How this changes the designer's role
Here is the uncomfortable truth: a lot of what we called 'design system work' was actually production work. It was assembling variations, mapping tokens, writing documentation, updating libraries. It was skilled work — but it was repeatable. And repeatable work is what AI is best at automating.
What remains is the thinking work. Deciding what a component should do. Choosing which interactions feel right for the users. Understanding the context — the environment, the device, the user's mental state. Negotiating with stakeholders about priorities. Making trade-offs between consistency and flexibility. These are design decisions, and AI cannot make them.
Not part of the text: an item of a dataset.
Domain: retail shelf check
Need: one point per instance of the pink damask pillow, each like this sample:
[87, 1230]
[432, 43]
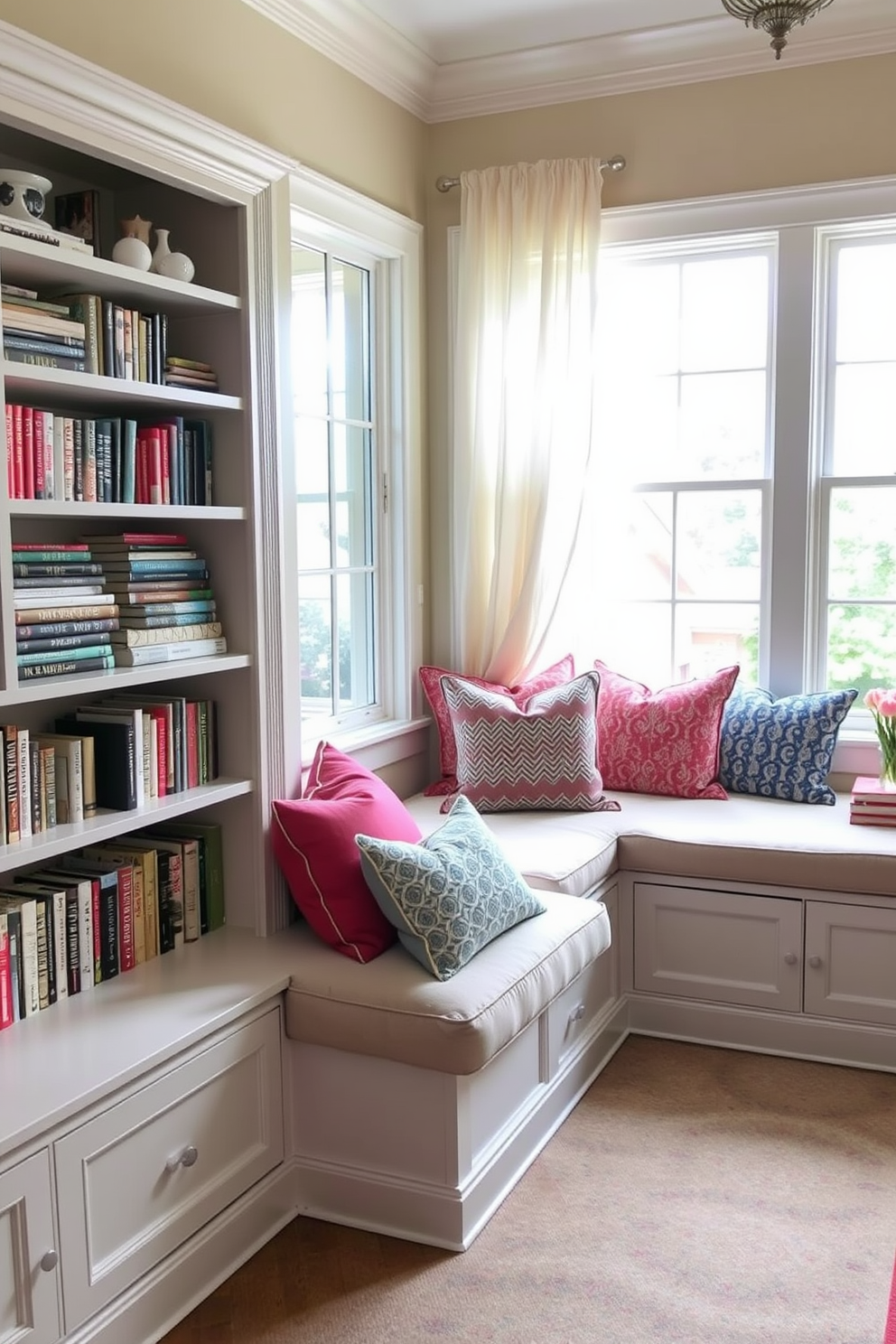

The designers who thrive will be the ones who lean into the thinking work and let go of the production work. If your value proposition is 'I can build a design system faster than anyone,' AI will catch up to you. If your value proposition is 'I know what this system should be and why,' AI will never catch up to you — because that requires judgment, and judgment requires a human who has made mistakes, learned from them, and developed taste.
The exact workflow, step by step
For anyone who wants to try this: here is my current process. Step one — audit with AI. I screenshot existing components across all apps and ask Claude to identify inconsistencies. This replaces the manual spreadsheet phase. Step two — define tokens in conversation. I describe the brand, the platform constraints, the accessibility requirements. Claude proposes the token structure. I approve or revise. Step three — generate the component spec. I ask for all states and variants, with Tailwind classes, with accessibility annotations, with React skeleton code. I review and iterate over chat. Step four — convert to Figma. This is the messiest step. Currently I use a combination of plugins and manual setup. By the end of 2026, I expect this to be one click. Step five — publish. Figma library gets updated. Documentation goes to the team wiki. Code skeleton goes to the engineering repo. Engineers build on top of my foundation instead of starting from scratch.
The whole thing takes me about four hours for a complex component, start to finish. The same work used to take two weeks. That is not an exaggeration. The bottleneck is no longer production speed. The bottleneck is thinking speed — how fast can I make good decisions? And honestly, I am still working on that part.